40 anos depois de crianças encontrarem uma criança morta perto de uma estrada, a polícia de Vermont encontra os pais da criança e encerra o caso

Depois de mais de 40 anos de crianças de Vermont esperando por um ônibus escolar depois de encontrarem uma criança morta na beira da estrada, eles localizaram os pais da criança e a polícia estadual anunciou que nenhuma acusação será feita.

A criança morta foi encontrada em Northfield em 1º de abril de 1982. A polícia estadual disse Quarta-feira. Os investigadores confirmaram que a criança morta era um menino recém-nascido, mas sua identidade é desconhecida. Uma autópsia não conseguiu determinar a causa da morte ou se a criança morreu devido a condições médicas existentes, disse a polícia.

“Embora a forma de morte nunca tenha sido classificada como homicídio, os investigadores sempre tratarão este caso como homicídio até que essa classificação seja descartada”, disse a polícia.

As investigações iniciais não produziram nenhuma informação que identificasse a criança ou seus pais, disse a polícia. Provas de testes de DNA não estavam disponíveis na época e o caso continua sem solução, disse a polícia.

Marge Czok, que mora em Northfield, disse à afiliada da CBS WCAX-TV Ele trabalhava em um consultório médico quando a polícia começou a investigar.

“É um choque, é um choque total”, disse Chok. “Os médicos estavam discutindo o que havia acontecido e foi muito triste que isso tivesse acontecido”.


Em 2020, a polícia estadual se uniu a uma empresa de tecnologia de DNA para realizar análises genealógicas com trabalho financiado por doações. Em 2021, a agência forneceu os possíveis nomes da mãe e do pai biológicos da criança, que tinham ligações com a área de Northfield em 1982.

A Polícia Estadual de Vermont disse que contatou os homens em suas casas no Maine e obteve DNA deles para confirmar que eram os pais. O pai disse à polícia que já havia deixado Vermont há muito tempo, em 1982, e não tinha conhecimento da gravidez ou remoção da criança morta.

A mãe se declarou culpada de se livrar ilegalmente da criança natimorta. Ela disse que não sabia que estava grávida e não apresentava sintomas até começar a sentir dores de estômago. Ele disse à polícia que trabalhou sozinho por várias horas e perdeu a consciência. Ao chegar, percebeu que havia dado à luz um bebê, mas o cordão umbilical estava enrolado em seu pescoço e ela não sobreviveu, diz a polícia.

Ele disse que tinha planejado encontrar um lugar na floresta para enterrá-lo, mas ficou assustado com vozes enquanto caminhava pela floresta.

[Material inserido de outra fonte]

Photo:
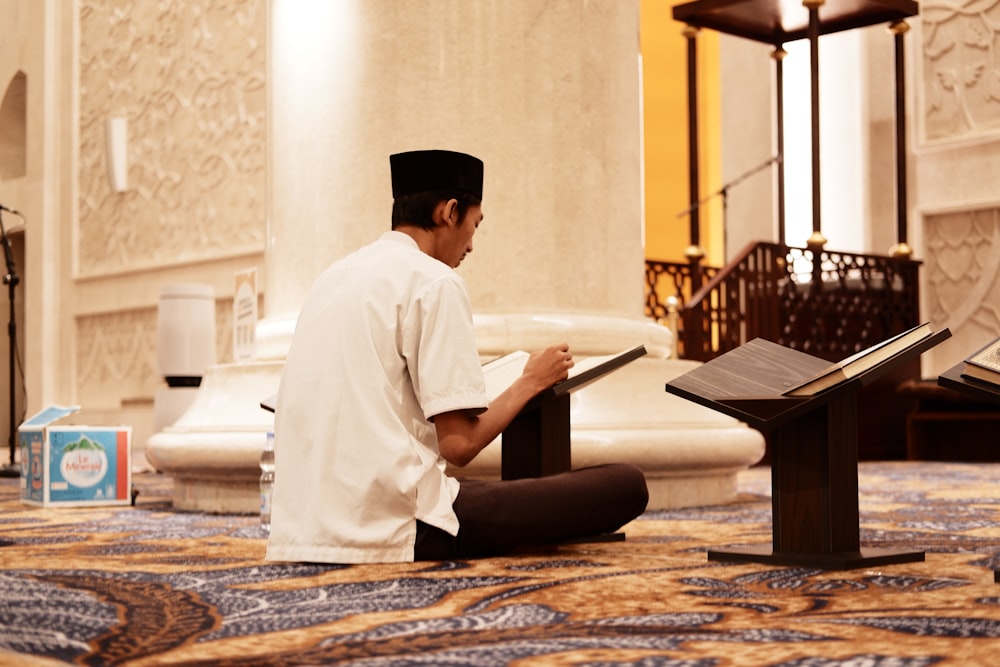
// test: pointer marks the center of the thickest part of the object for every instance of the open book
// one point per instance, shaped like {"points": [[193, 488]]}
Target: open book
{"points": [[500, 373], [984, 364], [860, 362]]}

Ela escorregou e o bebê caiu de seus braços e ela correu, disse a polícia.

“Eles conseguiram extrair muitos detalhes dela e, depois, poder passar um tempo com ela, conversar com ela e entender a situação do ponto de vista dela, não havia realmente nada que nos fizesse não confiar nela.” disse Capitão da Polícia do Estado de Vermont, Jeremy Hill.

A polícia estadual se reuniu com o promotor distrital sobre o caso, que determinou que as acusações de homicídio eram justificadas, disse a polícia. A polícia disse que as acusações relacionadas ao descarte não autorizado de um cadáver estão fora dos limites.

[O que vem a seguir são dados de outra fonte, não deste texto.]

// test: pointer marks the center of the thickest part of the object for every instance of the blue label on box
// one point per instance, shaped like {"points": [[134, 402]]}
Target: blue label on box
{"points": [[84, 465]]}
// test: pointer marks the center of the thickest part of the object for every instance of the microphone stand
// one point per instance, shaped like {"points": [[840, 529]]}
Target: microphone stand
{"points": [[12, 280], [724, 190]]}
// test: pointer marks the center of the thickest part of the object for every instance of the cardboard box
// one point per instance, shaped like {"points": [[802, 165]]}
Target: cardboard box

“Levou décadas para chegar a esta resolução”, disse a polícia em comunicado. “A Polícia Estadual de Vermont gostaria de expressar sua gratidão ao público que forneceu informações e doou para financiar os testes e análises de DNA”.

Em abril de 1982, um santo batizou o bebê de Matthew Isaac, e um funeral foi realizado na Igreja de Santa Maria em Northfield, disse a polícia. Matthew Isaac Doe foi enterrado no Cemitério Mount Hope após o culto.